Notice that we start from sequence 0 3 times, so we restarted tremor 3 times.

If the downstream websocket service restarts we can recover up to 1000 events. We may lose in flight events that were sending at the time the server went down. However, for fast restarts of the downstream service the losses should be minimal.

$ websocat -s 8080
Listening on ws://127.0.0.1:8080/
{"onramp":"metronome","id":17,"hostname":"ALT01827","ingest_ns":1600689219933167000}
{"onramp":"metronome","id":18,"hostname":"ALT01827","ingest_ns":1600689220936343000}
{"onramp":"metronome","id":19,"hostname":"ALT01827","ingest_ns":1600689221937353000}
{"onramp":"metronome","id":20,"hostname":"ALT01827","ingest_ns":1600689222942518000}
{"onramp":"metronome","id":21,"hostname":"ALT01827","ingest_ns":1600689223945736000}
{"onramp":"metronome","id":22,"hostname":"ALT01827","ingest_ns":1600689224949145000}

$ websocat -s 8080
Listening on ws://127.0.0.1:8080/
{"onramp":"metronome","id":25,"hostname":"ALT01827","ingest_ns":1600689227960081000}
{"onramp":"metronome","id":26,"hostname":"ALT01827","ingest_ns":1600689228960247000}
{"onramp":"metronome","id":27,"hostname":"ALT01827","ingest_ns":1600689229960449000}
{"onramp":"metronome","id":28,"hostname":"ALT01827","ingest_ns":1600689230962355000}
{"onramp":"metronome","id":29,"hostname":"ALT01827","ingest_ns":1600689231962934000}

$ websocat -s 8080
Listening on ws://127.0.0.1:8080/
{"onramp":"metronome","id":31,"hostname":"ALT01827","ingest_ns":1600689233968332000}
{"onramp":"metronome","id":32,"hostname":"ALT01827","ingest_ns":1600689234973058000}
{"onramp":"metronome","id":33,"hostname":"ALT01827","ingest_ns":1600689235974217000}
{"onramp":"metronome","id":34,"hostname":"ALT01827","ingest_ns":1600689236975746000}
{"onramp":"metronome","id":35,"hostname":"ALT01827","ingest_ns":1600689237976774000}
{"onramp":"metronome","id":36,"hostname":"ALT01827","ingest_ns":1600689238980380000}
{"onramp":"metronome","id":37,"hostname":"ALT01827","ingest_ns":1600689239985447000}
note

Note that we recover most but now all of the data.
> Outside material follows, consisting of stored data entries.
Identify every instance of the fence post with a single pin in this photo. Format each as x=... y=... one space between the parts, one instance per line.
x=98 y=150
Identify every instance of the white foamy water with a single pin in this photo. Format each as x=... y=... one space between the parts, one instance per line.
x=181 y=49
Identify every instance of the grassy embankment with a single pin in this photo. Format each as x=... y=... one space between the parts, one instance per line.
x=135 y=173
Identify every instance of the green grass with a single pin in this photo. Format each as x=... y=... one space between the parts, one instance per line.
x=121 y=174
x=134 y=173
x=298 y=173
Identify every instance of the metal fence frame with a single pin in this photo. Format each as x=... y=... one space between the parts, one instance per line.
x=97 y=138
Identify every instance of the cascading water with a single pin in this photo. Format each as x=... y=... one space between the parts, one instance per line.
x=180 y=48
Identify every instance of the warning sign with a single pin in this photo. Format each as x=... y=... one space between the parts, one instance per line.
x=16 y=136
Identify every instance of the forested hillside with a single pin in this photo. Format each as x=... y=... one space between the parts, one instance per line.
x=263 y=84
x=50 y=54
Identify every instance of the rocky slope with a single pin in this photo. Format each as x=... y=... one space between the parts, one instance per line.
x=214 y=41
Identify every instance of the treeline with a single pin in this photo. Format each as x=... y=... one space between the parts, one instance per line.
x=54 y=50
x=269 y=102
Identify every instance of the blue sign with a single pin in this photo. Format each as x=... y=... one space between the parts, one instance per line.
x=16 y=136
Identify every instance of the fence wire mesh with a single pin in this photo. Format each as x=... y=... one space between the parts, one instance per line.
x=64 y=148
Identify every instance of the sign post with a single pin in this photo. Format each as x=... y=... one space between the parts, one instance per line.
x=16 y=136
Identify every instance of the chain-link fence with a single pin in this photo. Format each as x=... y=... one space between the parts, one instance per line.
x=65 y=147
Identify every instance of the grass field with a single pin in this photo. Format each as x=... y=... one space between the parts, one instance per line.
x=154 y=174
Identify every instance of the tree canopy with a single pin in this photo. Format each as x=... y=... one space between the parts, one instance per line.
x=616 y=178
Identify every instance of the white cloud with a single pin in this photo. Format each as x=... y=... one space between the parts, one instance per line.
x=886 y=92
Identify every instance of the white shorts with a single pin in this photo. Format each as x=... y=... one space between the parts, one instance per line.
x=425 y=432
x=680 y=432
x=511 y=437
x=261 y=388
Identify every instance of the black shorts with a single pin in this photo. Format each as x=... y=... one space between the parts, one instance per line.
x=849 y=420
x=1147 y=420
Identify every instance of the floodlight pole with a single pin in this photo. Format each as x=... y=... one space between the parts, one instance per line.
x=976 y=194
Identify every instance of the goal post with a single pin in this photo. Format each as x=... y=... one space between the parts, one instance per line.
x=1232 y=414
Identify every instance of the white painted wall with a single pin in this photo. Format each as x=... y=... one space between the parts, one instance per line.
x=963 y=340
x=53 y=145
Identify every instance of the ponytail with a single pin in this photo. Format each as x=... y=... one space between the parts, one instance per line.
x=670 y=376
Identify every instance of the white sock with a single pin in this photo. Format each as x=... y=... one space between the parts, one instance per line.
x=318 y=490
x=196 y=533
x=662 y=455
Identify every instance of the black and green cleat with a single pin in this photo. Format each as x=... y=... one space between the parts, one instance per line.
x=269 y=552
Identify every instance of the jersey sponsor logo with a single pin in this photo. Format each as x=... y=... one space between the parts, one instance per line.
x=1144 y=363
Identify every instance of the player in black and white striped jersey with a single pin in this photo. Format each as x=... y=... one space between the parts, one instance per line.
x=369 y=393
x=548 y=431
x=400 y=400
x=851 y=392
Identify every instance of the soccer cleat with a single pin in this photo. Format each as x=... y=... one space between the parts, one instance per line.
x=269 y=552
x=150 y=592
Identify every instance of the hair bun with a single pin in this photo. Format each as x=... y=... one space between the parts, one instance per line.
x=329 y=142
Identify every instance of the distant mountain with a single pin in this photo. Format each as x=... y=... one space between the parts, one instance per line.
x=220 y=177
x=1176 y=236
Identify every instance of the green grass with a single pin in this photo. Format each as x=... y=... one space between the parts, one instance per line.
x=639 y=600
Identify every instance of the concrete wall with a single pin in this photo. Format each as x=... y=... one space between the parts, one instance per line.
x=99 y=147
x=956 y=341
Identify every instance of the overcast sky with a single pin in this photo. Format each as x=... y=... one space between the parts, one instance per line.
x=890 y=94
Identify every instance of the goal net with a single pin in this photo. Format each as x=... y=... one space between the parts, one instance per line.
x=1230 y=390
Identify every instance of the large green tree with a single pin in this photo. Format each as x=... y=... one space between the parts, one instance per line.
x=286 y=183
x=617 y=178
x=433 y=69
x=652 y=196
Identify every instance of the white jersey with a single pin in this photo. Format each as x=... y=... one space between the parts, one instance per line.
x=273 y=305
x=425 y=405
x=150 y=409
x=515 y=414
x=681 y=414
As the downstream websocket connection is not a guaranteed delivery connection the recovery and protection against data loss is best effort in this case

In short, the transient in memory wal can assist with partial recovery and will actively reduce data loss within the configured retention but it is not lossless.